February 24, 2014 posted in Organizational Values, Planning
A few weeks back, I wrote that I was excited to spend the next few weeks with Austin’s senior management team, and after that, some time with this year’s Leadership Development Program (LDP) team. I thought I would take this opportunity to report on those meetings.
An important note: The selection of the team for this year’s LDP was difficult as we are limited in the number of participants by both logistics and practicality. I am encouraged by the quality and focus of so many of our teammates.
The first week, our senior management team spent time working through developmental issues. It may seem counter intuitive for a 135 year old company to be working on developmental issues. On the contrary, the reason we have been around this long is that we are constantly evolving. If we do not continue to evolve, we become fossilized.

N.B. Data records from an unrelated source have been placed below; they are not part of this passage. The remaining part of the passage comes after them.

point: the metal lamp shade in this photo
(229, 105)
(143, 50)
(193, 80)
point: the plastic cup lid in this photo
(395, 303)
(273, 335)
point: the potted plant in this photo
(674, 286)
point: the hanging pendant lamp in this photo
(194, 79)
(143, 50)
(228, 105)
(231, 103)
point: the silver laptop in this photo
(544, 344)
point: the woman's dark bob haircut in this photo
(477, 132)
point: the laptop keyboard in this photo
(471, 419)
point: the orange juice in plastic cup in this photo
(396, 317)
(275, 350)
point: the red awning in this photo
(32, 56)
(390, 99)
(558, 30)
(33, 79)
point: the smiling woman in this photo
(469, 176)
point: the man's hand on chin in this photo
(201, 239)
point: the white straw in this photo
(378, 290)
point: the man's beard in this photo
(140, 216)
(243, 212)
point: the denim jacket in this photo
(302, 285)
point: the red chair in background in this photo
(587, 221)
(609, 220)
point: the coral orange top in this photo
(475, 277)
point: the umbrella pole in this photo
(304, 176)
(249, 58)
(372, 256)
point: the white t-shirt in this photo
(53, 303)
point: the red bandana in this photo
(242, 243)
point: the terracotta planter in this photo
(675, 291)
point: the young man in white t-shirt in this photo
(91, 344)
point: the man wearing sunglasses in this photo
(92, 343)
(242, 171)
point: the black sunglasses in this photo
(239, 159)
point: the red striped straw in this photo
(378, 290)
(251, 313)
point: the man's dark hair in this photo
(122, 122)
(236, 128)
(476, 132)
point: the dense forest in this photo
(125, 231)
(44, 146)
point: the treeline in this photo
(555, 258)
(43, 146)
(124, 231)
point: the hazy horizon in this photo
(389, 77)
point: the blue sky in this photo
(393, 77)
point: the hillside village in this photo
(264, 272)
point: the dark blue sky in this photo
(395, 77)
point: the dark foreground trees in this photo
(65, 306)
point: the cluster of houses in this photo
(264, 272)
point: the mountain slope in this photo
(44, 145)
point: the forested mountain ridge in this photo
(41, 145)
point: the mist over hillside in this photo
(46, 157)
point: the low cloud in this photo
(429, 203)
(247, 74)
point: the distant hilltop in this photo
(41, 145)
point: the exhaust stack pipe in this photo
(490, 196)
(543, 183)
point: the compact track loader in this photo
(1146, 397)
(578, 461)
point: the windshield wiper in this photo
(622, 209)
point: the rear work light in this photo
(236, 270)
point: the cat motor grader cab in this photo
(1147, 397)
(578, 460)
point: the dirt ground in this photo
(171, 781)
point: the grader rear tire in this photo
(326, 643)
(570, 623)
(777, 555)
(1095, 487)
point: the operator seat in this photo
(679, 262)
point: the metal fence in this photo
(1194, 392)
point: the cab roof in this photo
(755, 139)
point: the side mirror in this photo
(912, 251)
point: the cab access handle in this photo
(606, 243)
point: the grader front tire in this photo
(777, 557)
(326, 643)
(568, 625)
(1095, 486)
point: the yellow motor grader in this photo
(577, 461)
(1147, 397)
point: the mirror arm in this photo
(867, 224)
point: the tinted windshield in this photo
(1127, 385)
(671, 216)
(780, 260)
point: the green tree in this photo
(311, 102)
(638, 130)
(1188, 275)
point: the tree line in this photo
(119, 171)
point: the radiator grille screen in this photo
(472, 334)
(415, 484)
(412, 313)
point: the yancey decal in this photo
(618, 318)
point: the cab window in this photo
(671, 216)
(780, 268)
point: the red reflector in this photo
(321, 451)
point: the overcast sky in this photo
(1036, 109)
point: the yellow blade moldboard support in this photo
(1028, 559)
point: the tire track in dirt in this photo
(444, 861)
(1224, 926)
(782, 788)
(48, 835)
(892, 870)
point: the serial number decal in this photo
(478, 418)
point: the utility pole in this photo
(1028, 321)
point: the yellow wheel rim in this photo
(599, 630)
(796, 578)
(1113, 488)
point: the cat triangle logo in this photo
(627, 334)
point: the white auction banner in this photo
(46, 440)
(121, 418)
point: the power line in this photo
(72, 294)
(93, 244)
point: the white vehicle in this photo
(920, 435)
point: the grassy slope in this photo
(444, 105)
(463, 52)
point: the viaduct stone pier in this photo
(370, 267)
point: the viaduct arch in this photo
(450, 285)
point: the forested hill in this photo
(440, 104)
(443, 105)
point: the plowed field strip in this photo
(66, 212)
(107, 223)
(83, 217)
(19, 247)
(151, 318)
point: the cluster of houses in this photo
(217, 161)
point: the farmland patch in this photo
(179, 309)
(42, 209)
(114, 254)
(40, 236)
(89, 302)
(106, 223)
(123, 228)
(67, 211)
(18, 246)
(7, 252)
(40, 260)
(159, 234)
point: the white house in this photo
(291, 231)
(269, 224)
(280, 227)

In our meeting, we set a goal to triple our revenues in four years. This is less of a BHAG (Big Hairy Audacious Goal – read Jim Collins’ “Good to Great”) than it may seem, given the investments we have made in recent years. Nonetheless, such growth demands a different perspective on management staffing, overhead costs, succession planning and so many other aspects of our organization.
One thing is for sure – if you don’t plan for it, it isn’t going to happen on its own.
So, speaking of planning, a few words about our LDP program. If we are going to grow to the extent that we are planning, the opportunities are significant for those employees with the right talents, attitude and ethics. In the LDP meetings, we identify some tasks we need to accomplish as a company and weave them into the agenda. It’s pretty powerful when you focus the intellect, attitude and desire of a team of people on a topic. It gets done. This past week was the perfect example. My appreciation to everyone involved. We have two more LDP group sessions to go through. I’m looking forward to the experience.
Whether it is planning for a significant growth phase, or bringing a team together for the first time, I am more inspired by team efforts than individual ones. Individual accomplishments are important and they speak much about the character and dedication of the individual. But teams are micro-societies in their own rights and the accomplishments of teams are reflective about what society can accomplish given the right set of conditions.
While we all have roles to play in a project, a community, a society – it is in the interaction of the various roles where we fail or succeed. Learning and practicing successful interaction with a vision, goals and tasks, focusing the interaction is one of the best experiences we can have. As individuals, we are always only one. With teams, through practice and leadership, we can get to where the whole is greater than the sum of the parts.
And, I think, you cannot get ahead without that!
“Planning is bringing the future into the present so you can do something about it now.”
“Beginning of a great day begins a night before.”